Vector (Semantic Search)
Non-Technical:
Vector search uses AI to “understand” what the customer wants. Even if the product description uses different words (like “ANC” for “noise cancellation” or “20-hour playback” for “long battery life”), it still surfaces relevant products.
Technical:
from sentence_transformers import SentenceTransformer, util
model = SentenceTransformer('all-MiniLM-L6-v2')
product_embeddings = model.encode(products)
query_embedding = model.encode([query])[0]
cosine_scores = util.cos_sim(query_embedding, product_embeddings)[0]
vector_results = [products[i] for i in cosine_scores.argsort(descending=True)]
print("\nVector Results (top 3):")
for item in vector_results[:3]:
print("-", item)
# Output
Vector Results (top 3):
- ANC TWS, 40-hour playback, quick charge
- Noiseless pods, marathon battery, splashproof
- Earbuds with active sound muting, 2-day power, case included
Hybrid (Combined Search)
Non-Technical:
Hybrid search runs both methods, then combines and ranks the results. This way, customers see both exact matches and smart alternatives—even if they use different words than your product listings.
Technical:
# Hybrid Search
hybrid_results = []
seen = set()
for item in bm25_ranked + vector_ranked:
if item not in seen:
hybrid_results.append(item)
seen.add(item)
print("\nHybrid Results (top 5):")
for item in hybrid_results[:5]:
print("-", item)
# Output
Hybrid Results (top 3):
- Wireless earphones, 15 hours playback, noise reduction, sport fit
- ANC TWS, 40-hour playback, quick charge
- Noiseless pods, marathon battery, splashproof
Conclusion
Choosing the right search approach isn’t just about technology—it directly shapes how easily people can find what matters, whether that’s customers shopping on your website or team members searching internal product docs, support tickets, or wikis.
BM25 is great for fast, exact matches but misses synonyms and evolving language.
Vector search understands intent, jargon, and user-friendly phrasing—helping everyone find the right answer, even if they don’t use official terms.

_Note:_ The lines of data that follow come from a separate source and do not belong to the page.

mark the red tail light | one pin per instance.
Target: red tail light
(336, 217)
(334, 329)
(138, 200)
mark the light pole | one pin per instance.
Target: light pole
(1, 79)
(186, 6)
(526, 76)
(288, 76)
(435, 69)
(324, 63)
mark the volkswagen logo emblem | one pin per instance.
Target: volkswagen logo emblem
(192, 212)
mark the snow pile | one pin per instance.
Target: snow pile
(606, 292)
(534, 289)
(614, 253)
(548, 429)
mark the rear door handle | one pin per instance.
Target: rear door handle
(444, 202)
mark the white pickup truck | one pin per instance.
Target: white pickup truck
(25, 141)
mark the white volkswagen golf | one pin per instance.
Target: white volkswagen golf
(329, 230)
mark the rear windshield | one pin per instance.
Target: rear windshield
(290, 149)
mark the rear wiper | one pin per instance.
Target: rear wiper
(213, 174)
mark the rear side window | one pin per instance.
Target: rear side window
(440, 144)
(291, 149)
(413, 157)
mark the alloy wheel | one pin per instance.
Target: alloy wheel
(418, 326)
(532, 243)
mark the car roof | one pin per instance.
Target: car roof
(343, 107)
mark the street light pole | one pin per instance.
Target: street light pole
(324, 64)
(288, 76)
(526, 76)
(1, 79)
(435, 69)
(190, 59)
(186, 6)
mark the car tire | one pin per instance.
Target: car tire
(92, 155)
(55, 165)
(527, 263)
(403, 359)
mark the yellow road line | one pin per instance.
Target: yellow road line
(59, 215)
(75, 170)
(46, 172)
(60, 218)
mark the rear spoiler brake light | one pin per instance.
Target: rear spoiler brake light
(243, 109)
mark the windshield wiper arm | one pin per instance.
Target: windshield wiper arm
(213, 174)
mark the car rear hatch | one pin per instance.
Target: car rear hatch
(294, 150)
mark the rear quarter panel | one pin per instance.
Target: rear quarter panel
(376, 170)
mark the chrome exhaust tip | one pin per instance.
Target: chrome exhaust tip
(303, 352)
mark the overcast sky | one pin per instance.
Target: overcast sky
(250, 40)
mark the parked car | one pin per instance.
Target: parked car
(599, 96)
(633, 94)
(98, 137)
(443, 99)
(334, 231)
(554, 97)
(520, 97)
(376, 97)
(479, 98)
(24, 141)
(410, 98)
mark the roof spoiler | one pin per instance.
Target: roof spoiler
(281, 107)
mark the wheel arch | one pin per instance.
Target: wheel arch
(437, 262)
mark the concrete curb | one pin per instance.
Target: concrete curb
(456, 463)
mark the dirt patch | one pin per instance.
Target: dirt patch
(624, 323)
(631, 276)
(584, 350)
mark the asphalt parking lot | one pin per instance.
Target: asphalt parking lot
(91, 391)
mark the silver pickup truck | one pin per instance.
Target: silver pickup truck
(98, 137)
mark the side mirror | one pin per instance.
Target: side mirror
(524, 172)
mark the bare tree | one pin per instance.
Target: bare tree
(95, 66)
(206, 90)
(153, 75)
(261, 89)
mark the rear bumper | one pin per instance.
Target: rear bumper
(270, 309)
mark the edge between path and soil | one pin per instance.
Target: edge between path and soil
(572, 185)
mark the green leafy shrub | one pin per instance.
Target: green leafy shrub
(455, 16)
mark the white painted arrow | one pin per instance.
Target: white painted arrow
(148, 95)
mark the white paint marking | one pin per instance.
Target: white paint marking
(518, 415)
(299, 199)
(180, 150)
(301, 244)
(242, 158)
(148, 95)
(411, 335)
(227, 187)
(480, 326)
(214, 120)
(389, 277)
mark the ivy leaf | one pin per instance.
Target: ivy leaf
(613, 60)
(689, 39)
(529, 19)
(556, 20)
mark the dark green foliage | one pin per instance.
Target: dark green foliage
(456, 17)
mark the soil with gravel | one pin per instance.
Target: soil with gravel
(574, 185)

Hybrid search guarantees you capture both—the technical precision of keywords and the intelligence of semantic matching.
If you want people to move fast, make fewer mistakes, and actually use your knowledge and product data, invest in the right search method for your real-world content. The payoff is more efficient teams, happier customers, and a business that can scale.
Don’t rely on “good enough” search. Test these methods with your own data—internal or external—and you’ll see the difference where it counts.